Gambling movies are hard to pull off. Most of the “action” is cerebral rather than physical, and there is a danger in losing the audience with too much terminology being tossed around. Yet Oscar-nominated director Stephen Fears has the chops to pull off a gambling film — in fact, he already directed a pretty good sleazy conman film, The Grifters. The script was written by D.V. DeVincentis, who wrote the script for one of Frears’ best films, High Fidelity and also co-wrote the script for Grosse Pointe Blank. So considering everyone involved this movie should work. Yet Lay the Favorite is a terribly boring movie, which is why despite its star-power it only amounted to a three-day theatrical release in 61 theaters.
So what went wrong here? First, Raymor’s memoir might have made great reading in book form, but it isn’t cinematic. Or perhaps it just isn’t in the way Fears and DeVincentis made it. This isn’t quite a comedy — it’s lighthearted but not funny — and it’s not thrilling enough to be a drama, so the film isn’t shot particularly like either. So the movie ends up being a bland mix.
Each cast member has seen much better days. Willis looks awful as a schleppy old gambler, looking like he is twice the size of what he looks like in A Good Day to Die Hard. Any movie that ends with Willis dancing to soul music is a movie filled with bad decisions on using Willis. Zeta-Jones is absolutely wasted in this role. I mean, she looks fantastic, but her character goes from raging ice queen toward Beth to warm and motherly over the course of the film with no clear explanation (As a side note, Zeta-Jones definitely needs new management: her last several films also include the bombs Broken City, Playing for Keeps, and Rock of Ages). And Jackson plays the typical nice guy milquetoast character that is in a hundred movies like this — the kind of character that unfortunately convinces men that if they’re just sugary sweet, beautiful women will eventually fall for them once they are finished being with far more interesting guys. Look, there’s not anything wrong with being a nice guy, but movies need to stop pushing the idea that all a guy has to do is be pushover nice and wait for the hot girl to eventually come around.

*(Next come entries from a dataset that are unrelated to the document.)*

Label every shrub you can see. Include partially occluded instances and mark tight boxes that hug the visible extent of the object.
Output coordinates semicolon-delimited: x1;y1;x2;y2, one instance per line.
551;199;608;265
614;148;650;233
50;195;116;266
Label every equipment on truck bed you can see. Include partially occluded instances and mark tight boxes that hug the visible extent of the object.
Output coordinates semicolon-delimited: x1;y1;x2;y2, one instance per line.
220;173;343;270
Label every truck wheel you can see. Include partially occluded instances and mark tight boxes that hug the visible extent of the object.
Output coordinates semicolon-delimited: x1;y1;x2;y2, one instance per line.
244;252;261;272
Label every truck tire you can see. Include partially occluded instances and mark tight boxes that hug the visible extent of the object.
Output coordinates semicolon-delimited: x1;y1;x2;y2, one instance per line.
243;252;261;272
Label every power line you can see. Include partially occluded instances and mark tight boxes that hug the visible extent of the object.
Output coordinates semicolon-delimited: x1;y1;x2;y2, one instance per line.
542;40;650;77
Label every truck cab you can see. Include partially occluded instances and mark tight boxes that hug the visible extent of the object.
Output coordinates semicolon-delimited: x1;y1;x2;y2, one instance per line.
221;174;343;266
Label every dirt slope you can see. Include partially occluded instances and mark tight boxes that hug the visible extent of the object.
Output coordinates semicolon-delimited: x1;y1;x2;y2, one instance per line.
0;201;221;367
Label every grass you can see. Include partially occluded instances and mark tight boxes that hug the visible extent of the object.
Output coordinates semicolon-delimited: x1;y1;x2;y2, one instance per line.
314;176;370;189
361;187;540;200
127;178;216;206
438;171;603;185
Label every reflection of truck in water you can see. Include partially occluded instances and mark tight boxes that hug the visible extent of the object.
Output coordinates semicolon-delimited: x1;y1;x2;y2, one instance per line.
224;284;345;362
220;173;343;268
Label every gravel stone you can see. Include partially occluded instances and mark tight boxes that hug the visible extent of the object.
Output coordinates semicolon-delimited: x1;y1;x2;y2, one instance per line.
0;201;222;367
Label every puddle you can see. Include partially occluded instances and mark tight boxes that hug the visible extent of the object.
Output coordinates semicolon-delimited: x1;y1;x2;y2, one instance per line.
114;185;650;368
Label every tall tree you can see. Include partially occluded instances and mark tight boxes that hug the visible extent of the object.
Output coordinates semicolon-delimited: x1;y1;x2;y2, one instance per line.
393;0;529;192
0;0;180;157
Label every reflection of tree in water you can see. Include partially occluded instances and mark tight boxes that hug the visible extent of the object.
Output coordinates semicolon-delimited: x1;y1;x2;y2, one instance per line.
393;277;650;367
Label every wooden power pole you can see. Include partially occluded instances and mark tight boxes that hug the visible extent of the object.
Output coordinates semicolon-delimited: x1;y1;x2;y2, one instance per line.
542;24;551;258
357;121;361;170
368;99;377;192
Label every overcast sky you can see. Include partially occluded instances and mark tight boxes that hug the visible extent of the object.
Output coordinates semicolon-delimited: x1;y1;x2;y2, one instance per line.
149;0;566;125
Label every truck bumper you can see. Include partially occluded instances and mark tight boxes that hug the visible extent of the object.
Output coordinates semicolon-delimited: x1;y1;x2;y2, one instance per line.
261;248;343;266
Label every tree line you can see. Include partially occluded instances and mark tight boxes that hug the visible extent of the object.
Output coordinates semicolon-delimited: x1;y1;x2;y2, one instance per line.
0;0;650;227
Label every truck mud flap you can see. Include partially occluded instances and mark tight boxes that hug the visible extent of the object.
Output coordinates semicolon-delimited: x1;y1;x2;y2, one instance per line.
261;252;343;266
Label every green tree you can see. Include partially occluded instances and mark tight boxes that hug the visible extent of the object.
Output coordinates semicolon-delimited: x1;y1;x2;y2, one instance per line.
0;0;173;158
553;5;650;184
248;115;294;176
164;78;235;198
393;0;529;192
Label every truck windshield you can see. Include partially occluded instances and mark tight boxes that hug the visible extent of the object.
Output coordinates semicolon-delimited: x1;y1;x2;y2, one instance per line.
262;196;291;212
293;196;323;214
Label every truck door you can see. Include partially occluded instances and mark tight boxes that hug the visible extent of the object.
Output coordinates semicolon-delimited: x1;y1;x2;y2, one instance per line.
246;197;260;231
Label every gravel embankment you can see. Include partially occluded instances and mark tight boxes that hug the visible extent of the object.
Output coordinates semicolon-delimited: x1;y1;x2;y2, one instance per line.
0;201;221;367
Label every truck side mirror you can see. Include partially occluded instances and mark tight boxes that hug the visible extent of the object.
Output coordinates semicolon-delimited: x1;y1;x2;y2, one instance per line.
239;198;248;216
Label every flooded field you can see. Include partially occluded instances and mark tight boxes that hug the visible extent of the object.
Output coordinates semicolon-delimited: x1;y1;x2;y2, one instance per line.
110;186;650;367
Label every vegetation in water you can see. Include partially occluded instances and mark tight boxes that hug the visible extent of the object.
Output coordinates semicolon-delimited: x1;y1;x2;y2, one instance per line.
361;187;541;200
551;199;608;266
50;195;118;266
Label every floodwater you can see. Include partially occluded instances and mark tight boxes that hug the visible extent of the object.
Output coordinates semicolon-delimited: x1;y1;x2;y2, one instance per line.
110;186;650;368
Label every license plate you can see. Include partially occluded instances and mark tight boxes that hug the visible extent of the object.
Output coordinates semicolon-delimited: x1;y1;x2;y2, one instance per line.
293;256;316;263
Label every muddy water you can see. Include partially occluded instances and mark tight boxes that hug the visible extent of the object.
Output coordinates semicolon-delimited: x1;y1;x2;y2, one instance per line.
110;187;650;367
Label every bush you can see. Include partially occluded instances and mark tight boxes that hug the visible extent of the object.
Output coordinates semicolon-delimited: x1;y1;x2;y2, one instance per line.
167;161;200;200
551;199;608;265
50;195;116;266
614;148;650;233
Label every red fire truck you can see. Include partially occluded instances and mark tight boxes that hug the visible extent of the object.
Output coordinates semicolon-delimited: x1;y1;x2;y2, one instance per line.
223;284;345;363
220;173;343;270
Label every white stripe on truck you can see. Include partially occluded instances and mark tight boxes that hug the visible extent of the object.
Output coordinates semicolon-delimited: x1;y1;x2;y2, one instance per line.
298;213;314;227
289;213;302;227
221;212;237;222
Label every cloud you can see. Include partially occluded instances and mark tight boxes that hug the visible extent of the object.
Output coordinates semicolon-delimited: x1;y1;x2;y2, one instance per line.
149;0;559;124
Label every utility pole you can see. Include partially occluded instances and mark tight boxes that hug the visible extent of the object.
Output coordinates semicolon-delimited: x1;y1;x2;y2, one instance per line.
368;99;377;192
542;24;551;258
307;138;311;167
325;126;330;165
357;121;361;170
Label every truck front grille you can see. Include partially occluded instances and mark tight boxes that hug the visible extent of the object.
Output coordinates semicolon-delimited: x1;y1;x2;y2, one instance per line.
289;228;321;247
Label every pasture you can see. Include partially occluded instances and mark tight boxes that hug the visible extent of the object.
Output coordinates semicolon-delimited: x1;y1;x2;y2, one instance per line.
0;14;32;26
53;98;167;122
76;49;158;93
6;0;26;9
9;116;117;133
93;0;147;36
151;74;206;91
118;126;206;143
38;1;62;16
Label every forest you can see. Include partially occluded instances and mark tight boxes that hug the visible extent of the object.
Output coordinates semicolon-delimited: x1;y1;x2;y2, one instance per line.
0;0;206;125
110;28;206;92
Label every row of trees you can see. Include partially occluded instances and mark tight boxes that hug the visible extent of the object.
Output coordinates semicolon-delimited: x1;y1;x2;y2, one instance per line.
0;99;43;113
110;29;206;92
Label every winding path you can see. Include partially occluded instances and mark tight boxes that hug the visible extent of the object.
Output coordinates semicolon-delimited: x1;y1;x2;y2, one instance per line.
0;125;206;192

Which brings me to Hall. She was fine in Vicky Cristina Barcelona, Frost/Nixon, and The Town, but in each of those films she was overshadowed by the leads. There’s nothing wrong with that, but it demonstrates that Hall really isn’t a lead actress at this point in her career. Her accent in this movie is grating and like Zeta-Jones her character is wildly inconsistent — she’s a bubbly airhead in some scenes, a strong-willed powerhouse in others, and a sobbing emotional wreck in others. Hall might be a lead actress someday, but this was not the film to launch that phase of her career.
Funnily enough, the most entertaining character is Vaughn’s Jewish gambler Rosie, but as I said if you look at the packaging you’d never know he was even in the movie! Vaughn brings some much-needed humor to the film, but then again that only adds to the inconsistent tone. Still, I couldn’t imagine how much worse the movie would be without him.
Everyone involved in this film is better than this and will, like Vaughn, try to forget they had anything to do with it. You should help them out with that by ignoring this movie as much as possible.
The Disc
The only special feature is eight minutes of deleted scenes — none of which add anything particularly noteworthy to the film, and none would have made the film better. They’re almost all of Rebecca Hall making various entrances and exits from scenes that remain in the movie. It would probably be more accurate to call these “trimmings.”
Movie Rating: This is a boring movie that everyone involved would be wise to leave off their resumes (2.5/10).
Disc Rating: Did you expect Radius-TWC to actually put money into making features for a movie this bad? (2/10).
Lay the Favorite will be released on Blu-ray and DVD on March 5.